His patients often call him “Jerry” in recognition of the personal relation-ship he develops with them and they with him. This tall, physically impressive middle-aged physician with the sympathetic face, risks much himself as he listens to the hopes and fears of his patients.
The way he clasps their hands with his own, puts his arm around their shoulders, pats Gene’s knee and laughs at moments of humor – all reveal Jerry as full of human feeling. At the same time, he tells them openly where the treatment stands and what they can reasonably hope from it.
The last time he sees Gene, they embrace upon parting. Gene tells him, “I love you, Jerry” to which he replies “and you.”
How did Jerry Groopman get this way? In the video he recalls experiencing his father’s death. He and his mother were at the beside and, when his father died, all the attending physician could say was, “Well, it’s tough, kid.” About this response Jerry now says, “I would never imagine caring for patients and their families in any way like this.”
In an interview, I asked the same question of Rev. Herbert Sanderson, the husband of Elizabeth. “My suspicion is that Dr. Groopman’s patients have made him what he is,” he answered.
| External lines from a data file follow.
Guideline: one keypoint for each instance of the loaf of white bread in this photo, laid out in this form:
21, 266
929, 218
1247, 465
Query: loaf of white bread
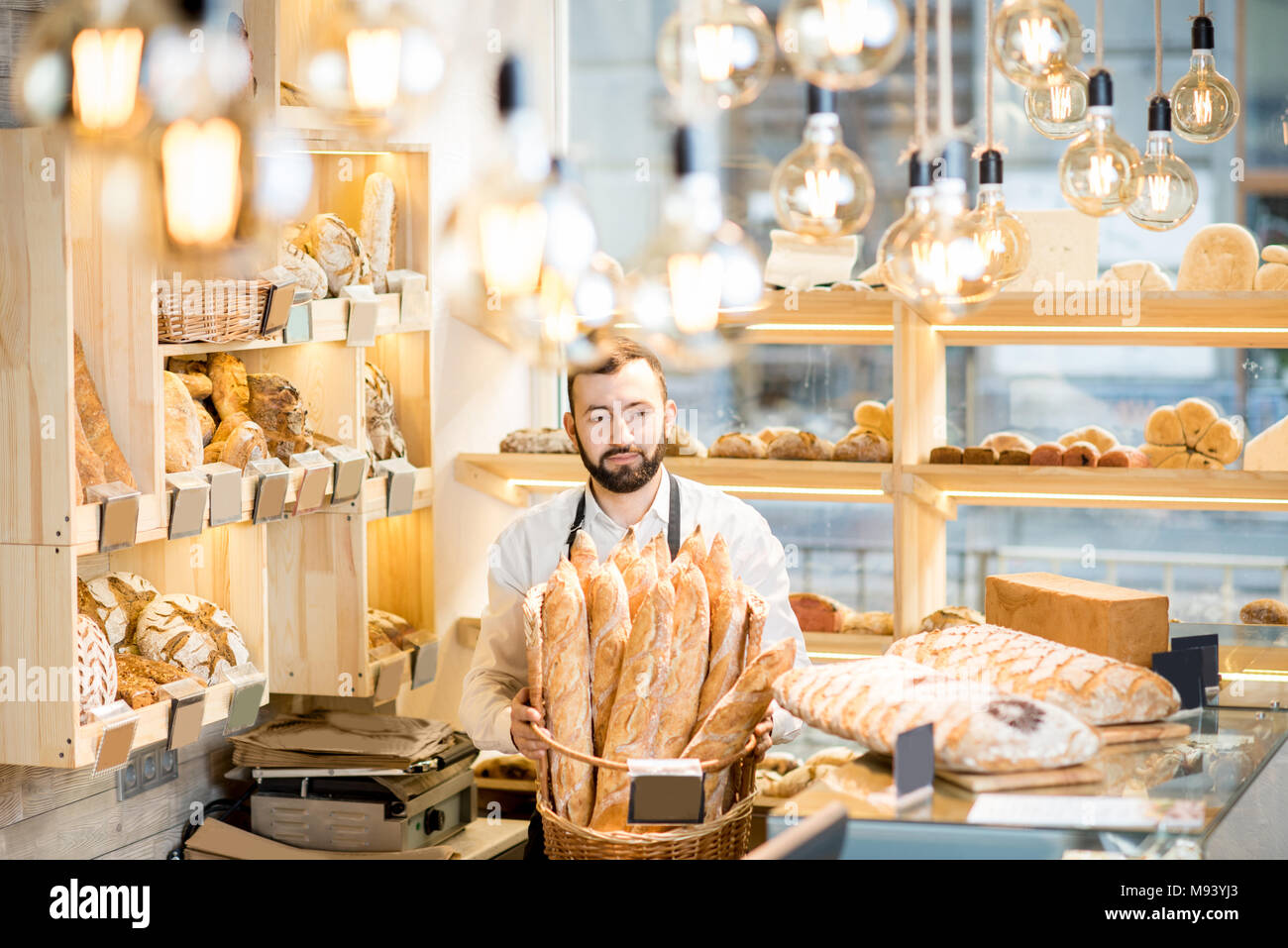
978, 728
1095, 687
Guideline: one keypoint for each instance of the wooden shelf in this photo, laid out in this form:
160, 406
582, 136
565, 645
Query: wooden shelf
1107, 487
511, 476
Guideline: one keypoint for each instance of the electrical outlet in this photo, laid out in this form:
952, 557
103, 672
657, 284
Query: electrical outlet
146, 769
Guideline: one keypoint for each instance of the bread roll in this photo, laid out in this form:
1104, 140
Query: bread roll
735, 715
634, 720
1095, 687
93, 416
609, 630
183, 442
1219, 258
691, 643
978, 728
567, 693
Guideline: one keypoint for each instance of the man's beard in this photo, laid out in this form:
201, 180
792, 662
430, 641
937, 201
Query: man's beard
623, 479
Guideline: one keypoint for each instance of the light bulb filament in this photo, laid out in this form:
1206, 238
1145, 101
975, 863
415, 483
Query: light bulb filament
822, 187
844, 21
695, 281
106, 64
715, 51
374, 67
1037, 40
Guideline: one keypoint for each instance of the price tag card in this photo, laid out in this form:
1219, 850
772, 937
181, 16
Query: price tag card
1184, 669
666, 791
1209, 644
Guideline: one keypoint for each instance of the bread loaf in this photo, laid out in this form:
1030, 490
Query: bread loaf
735, 715
378, 227
567, 693
737, 445
634, 720
609, 630
978, 728
93, 419
189, 633
183, 442
691, 640
275, 406
1095, 687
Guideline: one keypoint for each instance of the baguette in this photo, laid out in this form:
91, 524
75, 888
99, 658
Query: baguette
567, 685
632, 724
1095, 687
978, 728
691, 639
609, 630
735, 715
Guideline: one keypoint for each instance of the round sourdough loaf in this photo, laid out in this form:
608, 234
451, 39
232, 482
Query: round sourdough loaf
95, 666
116, 601
189, 633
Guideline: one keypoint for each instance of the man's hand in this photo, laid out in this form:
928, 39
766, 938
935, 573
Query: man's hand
522, 717
764, 740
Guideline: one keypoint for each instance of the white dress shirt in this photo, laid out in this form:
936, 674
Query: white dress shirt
528, 550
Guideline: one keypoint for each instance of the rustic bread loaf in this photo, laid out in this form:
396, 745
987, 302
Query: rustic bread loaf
116, 601
183, 442
1095, 687
191, 633
567, 693
978, 728
93, 419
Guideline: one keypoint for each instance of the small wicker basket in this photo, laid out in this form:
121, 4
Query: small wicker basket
224, 311
724, 837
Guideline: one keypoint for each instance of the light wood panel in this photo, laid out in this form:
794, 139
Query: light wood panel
317, 604
35, 340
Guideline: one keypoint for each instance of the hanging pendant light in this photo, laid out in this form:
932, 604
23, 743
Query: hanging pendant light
728, 46
822, 188
1095, 170
1033, 39
1205, 103
842, 44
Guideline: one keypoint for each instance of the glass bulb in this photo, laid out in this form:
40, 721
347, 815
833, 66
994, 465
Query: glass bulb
822, 189
1034, 38
726, 46
939, 264
1205, 103
1095, 168
1001, 236
842, 44
1164, 188
1057, 107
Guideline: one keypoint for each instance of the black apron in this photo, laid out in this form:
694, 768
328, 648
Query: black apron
536, 848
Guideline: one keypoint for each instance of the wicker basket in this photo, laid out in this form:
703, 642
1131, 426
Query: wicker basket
224, 311
724, 837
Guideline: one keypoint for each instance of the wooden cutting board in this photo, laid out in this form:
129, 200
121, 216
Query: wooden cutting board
1025, 780
1136, 733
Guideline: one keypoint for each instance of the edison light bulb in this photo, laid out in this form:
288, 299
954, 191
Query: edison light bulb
1003, 239
822, 189
1095, 170
940, 265
1164, 191
842, 44
726, 46
915, 207
1034, 38
1205, 103
1057, 106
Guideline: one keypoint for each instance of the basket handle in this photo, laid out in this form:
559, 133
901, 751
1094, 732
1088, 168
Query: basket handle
707, 766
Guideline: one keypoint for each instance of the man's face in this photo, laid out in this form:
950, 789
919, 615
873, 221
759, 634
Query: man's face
619, 424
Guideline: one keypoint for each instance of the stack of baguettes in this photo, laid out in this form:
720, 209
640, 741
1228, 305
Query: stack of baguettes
1095, 687
642, 657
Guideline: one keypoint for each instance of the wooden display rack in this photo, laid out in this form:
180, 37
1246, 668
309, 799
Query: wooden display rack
925, 496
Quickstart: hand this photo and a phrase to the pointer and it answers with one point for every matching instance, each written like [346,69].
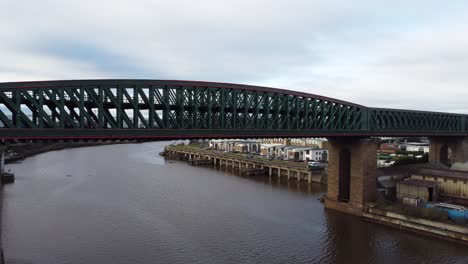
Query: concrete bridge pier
[351,174]
[448,150]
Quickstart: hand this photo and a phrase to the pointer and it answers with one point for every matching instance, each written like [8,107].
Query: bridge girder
[183,109]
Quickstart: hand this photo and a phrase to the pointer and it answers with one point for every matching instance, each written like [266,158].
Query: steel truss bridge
[166,109]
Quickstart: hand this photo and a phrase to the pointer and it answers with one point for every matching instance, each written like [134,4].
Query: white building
[297,153]
[317,154]
[269,149]
[415,146]
[251,146]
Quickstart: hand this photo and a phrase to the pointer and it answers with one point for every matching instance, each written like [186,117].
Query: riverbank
[247,164]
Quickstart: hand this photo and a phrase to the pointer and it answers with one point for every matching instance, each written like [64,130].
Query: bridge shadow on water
[302,187]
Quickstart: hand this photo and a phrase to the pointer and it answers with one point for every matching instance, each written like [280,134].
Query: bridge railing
[148,107]
[381,119]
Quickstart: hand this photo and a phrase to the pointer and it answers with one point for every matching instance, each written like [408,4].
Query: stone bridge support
[448,150]
[352,175]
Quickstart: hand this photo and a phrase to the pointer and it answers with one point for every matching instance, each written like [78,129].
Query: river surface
[125,204]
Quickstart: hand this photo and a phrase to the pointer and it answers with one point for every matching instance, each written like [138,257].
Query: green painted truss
[182,109]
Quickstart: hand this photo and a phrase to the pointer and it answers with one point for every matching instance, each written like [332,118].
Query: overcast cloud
[398,54]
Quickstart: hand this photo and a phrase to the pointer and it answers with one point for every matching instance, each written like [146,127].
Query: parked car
[313,164]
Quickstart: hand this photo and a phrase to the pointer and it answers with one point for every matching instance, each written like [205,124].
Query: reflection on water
[125,204]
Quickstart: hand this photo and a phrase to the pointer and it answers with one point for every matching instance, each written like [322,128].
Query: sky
[392,54]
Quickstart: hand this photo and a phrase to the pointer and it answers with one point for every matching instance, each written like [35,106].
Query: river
[125,204]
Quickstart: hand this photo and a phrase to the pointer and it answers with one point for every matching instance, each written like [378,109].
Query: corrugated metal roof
[419,183]
[457,174]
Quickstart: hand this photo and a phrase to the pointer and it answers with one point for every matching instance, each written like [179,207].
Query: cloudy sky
[398,54]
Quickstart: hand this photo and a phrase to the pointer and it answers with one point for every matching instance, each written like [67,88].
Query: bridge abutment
[351,174]
[448,150]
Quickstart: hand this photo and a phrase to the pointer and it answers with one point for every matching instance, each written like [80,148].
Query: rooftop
[419,183]
[457,174]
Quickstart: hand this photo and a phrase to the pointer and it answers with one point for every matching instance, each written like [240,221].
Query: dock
[200,162]
[253,172]
[249,166]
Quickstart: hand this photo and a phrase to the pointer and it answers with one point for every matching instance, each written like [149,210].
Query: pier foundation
[351,174]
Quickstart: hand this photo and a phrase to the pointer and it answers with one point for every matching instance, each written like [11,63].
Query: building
[316,154]
[453,184]
[282,151]
[418,189]
[415,147]
[388,148]
[299,142]
[269,149]
[251,146]
[310,142]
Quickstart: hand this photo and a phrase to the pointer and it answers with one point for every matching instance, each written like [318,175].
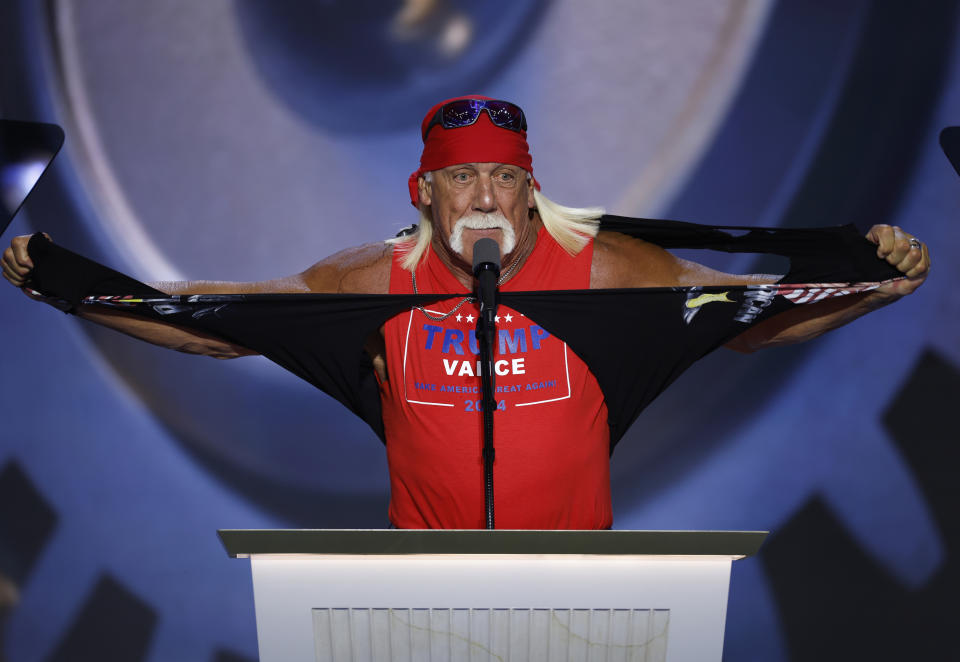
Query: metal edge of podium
[246,542]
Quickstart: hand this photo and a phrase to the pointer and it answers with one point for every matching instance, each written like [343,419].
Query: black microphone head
[486,251]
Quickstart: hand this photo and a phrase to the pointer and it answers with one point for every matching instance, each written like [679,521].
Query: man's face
[465,197]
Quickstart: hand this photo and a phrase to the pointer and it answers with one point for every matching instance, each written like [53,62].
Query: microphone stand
[486,268]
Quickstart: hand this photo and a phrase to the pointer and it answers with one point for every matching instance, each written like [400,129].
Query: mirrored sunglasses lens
[506,115]
[460,113]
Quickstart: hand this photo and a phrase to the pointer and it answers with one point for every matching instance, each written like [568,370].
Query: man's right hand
[17,264]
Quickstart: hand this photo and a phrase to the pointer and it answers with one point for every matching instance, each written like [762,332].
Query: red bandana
[481,142]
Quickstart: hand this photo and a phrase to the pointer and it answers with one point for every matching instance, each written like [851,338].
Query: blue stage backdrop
[245,140]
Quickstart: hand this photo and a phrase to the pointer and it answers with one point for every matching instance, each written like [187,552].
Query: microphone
[486,268]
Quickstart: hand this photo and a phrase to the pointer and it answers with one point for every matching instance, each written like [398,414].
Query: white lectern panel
[488,635]
[490,607]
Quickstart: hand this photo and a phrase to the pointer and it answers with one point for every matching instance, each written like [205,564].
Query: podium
[467,596]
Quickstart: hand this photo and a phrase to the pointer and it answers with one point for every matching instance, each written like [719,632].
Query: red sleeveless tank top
[552,468]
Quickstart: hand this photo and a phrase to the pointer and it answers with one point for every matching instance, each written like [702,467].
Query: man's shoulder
[623,261]
[359,270]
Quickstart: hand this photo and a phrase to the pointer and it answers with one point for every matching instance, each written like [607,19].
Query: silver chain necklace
[439,318]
The interviewer in the documentary asks him if there comes a point when he focuses more on the psychological and the spiritual element in the patient. “Yes,” Dr. Groopman responds, “and it’s in some ways much more difficult because it requires knowing the person and also knowing yourself and being able to open myself up to that person.”
He seems to draw vital strength and inspiration from his own Jewish faith. The last part of the program shows Jerry Groopman in his synagogue for a worship service. The camera focuses on him lighting a candle and reciting the Kaddish in memory of the dead.
Asked what he was thinking about at this point, he answers: “I was thinking what the lives of the people I cared for still mean to me. They live in my heart and my memory.”
He adds, “They have shaped parts of my life in very substantial ways. And I express genuine and profound gratitude to them through that prayer.”